A poesia nisso sempre esteve. Não comigo poeta. Mas comigo poema ou parte. Um verso torto. Rima pobre. E a música também. No canto que todo mundo canta. Por alegria. Por tristeza. Ou por distração. No chuveiro. Eu tímido, só cantava mesmo no chuveiro, pela ilusão de que o som não saía de lá. De dentro. Isso criança, né. Daí, com essas voltas do mundo – e foram tantas que não dá pra contar tudo aqui – eu fui, mesmo timidamente, tentando. Querendo. No fundo, querendo muito. Querendo ser, expressar, existir. A partilha, o encontro. E abraçar o mundo, naturalmente.
E assim eu, que já tinha sido evangélico e budista ao mesmo tempo, como bom libriano, fui fazendo tudo: literatura, música, fotografia, dança, teatro, circo, cinema. E aí: nada (como se diz em baiano, uma de minhas línguas preferidas). Fazia tudo e nada ao mesmo tempo.

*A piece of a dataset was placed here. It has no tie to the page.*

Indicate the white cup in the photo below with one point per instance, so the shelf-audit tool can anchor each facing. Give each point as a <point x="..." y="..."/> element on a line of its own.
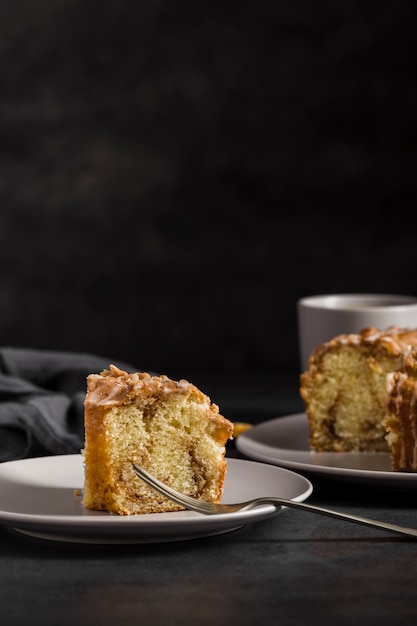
<point x="322" y="317"/>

Até que chegou um momento importante. O ano era 2011. Decidi de vez pela Arte. Larguei o registro em carteira, como educador. Parei com o circo. O circo já era arte, claro, mas é que decidi também focar. E ainda como libriano, o meu foco era duplo: música e literatura. A canção e a poesia. Mas isso já era melhor que nada. Aquilo já era melhor que tudo. Algo próximo de um foco, como jamais pude. Peguei carona com o circo numa turnê de despedida, que começou na Suíça. E duas semanas depois, a caravana me deixava na mesma ilhazinha da Dinamarca, onde anos atrás eu demoli paredes, além de pintar embarcações e trabalhar como garçom. E de lá foi sendo. Aos poucos. Música e literatura. Um pouco menos de tudo. Um pouco menos de nada.